The second Python program ((2)Query_Location_Parser.py) reads in QueriesOut.txt and uses regular expressions and NLTK generate two more files. Regular expressions are used to further remove unnecessary information such as motif ID's and deal with unexpected anomalies in the data. The NLTK stopword list is used to remove meaningless words. The output is two .txt files, CleanQueries.txt and Locations.txt. Every line in Queries.txt contains a folklore motif . Every line in Locations.txt contains the region(s) of origin for its corresponding motif in CleanQueries.txt.
The third Python program ((3)Document_Classification.py) reads in both Locations.txt and CleanQueries.txt. Using these files, the program creates one large string for each location (China, Ireland, Africa, India) composed of that location's queries concatenated together. A “query” object is created for each location. A TF-IDF vector is created for each query object.
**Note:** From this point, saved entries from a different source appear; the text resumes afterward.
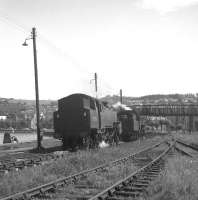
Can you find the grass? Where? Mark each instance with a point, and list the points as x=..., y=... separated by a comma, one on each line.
x=178, y=181
x=188, y=137
x=71, y=163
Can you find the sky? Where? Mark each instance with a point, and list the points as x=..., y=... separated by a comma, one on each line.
x=140, y=46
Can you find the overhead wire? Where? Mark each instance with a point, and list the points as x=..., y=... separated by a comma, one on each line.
x=24, y=29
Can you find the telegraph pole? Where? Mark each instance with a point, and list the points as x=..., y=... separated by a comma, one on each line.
x=121, y=96
x=33, y=37
x=96, y=83
x=36, y=90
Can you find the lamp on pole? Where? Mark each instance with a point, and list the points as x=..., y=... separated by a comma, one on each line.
x=33, y=37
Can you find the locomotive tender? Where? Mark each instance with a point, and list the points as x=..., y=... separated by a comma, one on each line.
x=80, y=119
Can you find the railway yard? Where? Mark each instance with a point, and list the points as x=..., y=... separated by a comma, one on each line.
x=133, y=170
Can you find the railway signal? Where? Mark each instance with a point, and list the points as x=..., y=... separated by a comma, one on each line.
x=33, y=37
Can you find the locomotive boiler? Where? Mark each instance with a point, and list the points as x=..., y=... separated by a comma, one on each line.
x=82, y=121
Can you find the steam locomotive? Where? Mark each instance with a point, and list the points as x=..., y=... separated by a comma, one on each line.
x=84, y=121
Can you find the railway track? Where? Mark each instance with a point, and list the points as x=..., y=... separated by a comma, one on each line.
x=55, y=189
x=186, y=148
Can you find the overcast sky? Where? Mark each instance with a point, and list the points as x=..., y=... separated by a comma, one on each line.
x=142, y=46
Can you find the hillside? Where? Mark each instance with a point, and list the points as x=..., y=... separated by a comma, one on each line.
x=20, y=113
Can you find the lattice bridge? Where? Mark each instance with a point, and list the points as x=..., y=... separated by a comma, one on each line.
x=167, y=110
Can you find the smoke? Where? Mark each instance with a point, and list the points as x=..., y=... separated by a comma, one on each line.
x=119, y=106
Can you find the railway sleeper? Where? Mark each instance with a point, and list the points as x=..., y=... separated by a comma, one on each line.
x=126, y=194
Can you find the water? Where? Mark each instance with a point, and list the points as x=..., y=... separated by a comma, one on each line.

Next, Test.txt is read in. This file contains 49 folktales from varying regions, all sourced from http://www.pitt.edu/~dash/folktexts.html. A “document” object is created for each tale and a TF-IDF vector is created for each folktale. To evaluate the similarity between the queries and the documents, the cosine similarity is calculated for all region's queries against each folktale. The region with the highest cosine similarity score is considered the “winner.” The results are compared to the information in Key.txt, which is composed of the correct region of origin for each folktale.
Output is written to ClassificationOutput.txt and scores.txt. ClassificationOutput.txt contains an ID for each tale, the region of origin, the program's “winning” region of origin, and the “winning” cosine similarity score. At the bottom of ClassificationOutput.txt are some statistics which will be covered in the next section. scores.txt contains the cosine similarity scores for all region's queries against each folktale.
The data at the end of ClassificationOutput.txt can be seen below:
Irish: 4/17, 0.23529411764705882
Indian: 11/20, 0.55
Chinese: 0/3, 0.0
African: 4/9, 0.4444444444444444
As you can tell, the results were not what I had hoped for. In retrospect, I believe the project was a little too ambitious. I should have perhaps limited it to just Irish folklore and written a program that included more features (utilizing my knowledge of the Irish lanuage (which often appears in tales), creating a corpus of Irish names, writing a stemming algorithm based off the grammar of the Irish Language, etc...) to determine whether or not it was Irish in origin.
Originally I intended for the program to analyze as many as 10 different regions of origin. However, as I began to work on this I realized I had to scale back to achieve somewhat satisfactory results in the given time period. I chose Irish, Indian, Chinese, and African folktales because there were many entries in Stith Thompson's index. However, not many Chinese or African tales were found on the folktale database.